I love riding my steel Surly 1x1 and lately thought of owning a steel roadbike for training...

I like the look of Lemond Sarthe I saw on my LBS and thought of asking some of you guys whether this is a good one to start with...maybe race a bit in our area... 
Thanks...

Roadie to be


----------



## Allez Rouge (Jan 1, 1970)

Well, first of all, let's mention all the usual stuff about making sure the bike fits your body, fits your budget, etc etc etc.

That said, if you like the retro look, and want steel, the Sarthe would be a terrific choice (part of the problem being that there aren't all that many choices in production steel bikes these days). I've yet to read any comments from owners who didn't just absolutely love this model. 

I don't own one myself; but when it came time to acquire a stablemate for my aging '92 Allez about three months ago, I looked long and hard at a leftover 2005 Sarthe. It appealed to me partly because it was steel (as I said, increasingly harder to find on an LBS floor), partly because the 2005 model came with Campy and I wanted Campy this time around. I also really liked the Dreamsicle Orange color. In the end I went with a 2005 Buenos Aires, one of the steel/carbon "spine" LeMonds, mainly because I realized it would be more different from my Allez than the Sarthe, which was essentially just an updated version of what I was already riding. And I'm very pleased with my choice: I have no regrets at all. But I still like the Sarthe. I guess what I'm saying is that I wish I could have bought both.

The Sarthe is now a 105/Ultegra bike, which is great stuff ... not Dura-Ace, but it functions perfectly and doesn't cost like D-A, either. You might feel the urge to upgrade a few of the Bontrager bits over time, but even that's not really necessary except for the saddle, which many riders, myself included, find way too spongy.

Bottom line is, if the Sarthe appeals to you, fits, and is in your price range, I don't see how you can go wrong. There aren't that many truly BAD bikes out there these days; a big part of making the right choice is connecting on an emotional level.

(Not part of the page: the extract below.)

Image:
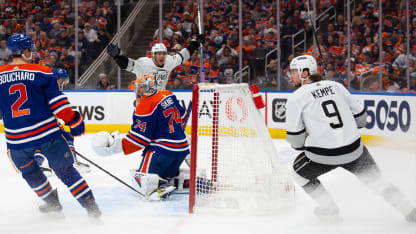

Sounds like you've already done that.


----------



## bullit_cn (Mar 14, 2006)

Great! so i guess, I did the right choice then...Thanks...


----------



## brad nicholson (Feb 11, 2004)

iw would like to get a new sarthe as well but don' t want the 105/ultegra group. i want veloce or da, not sure which. i wonder why this frame isn't available as a frameset?


----------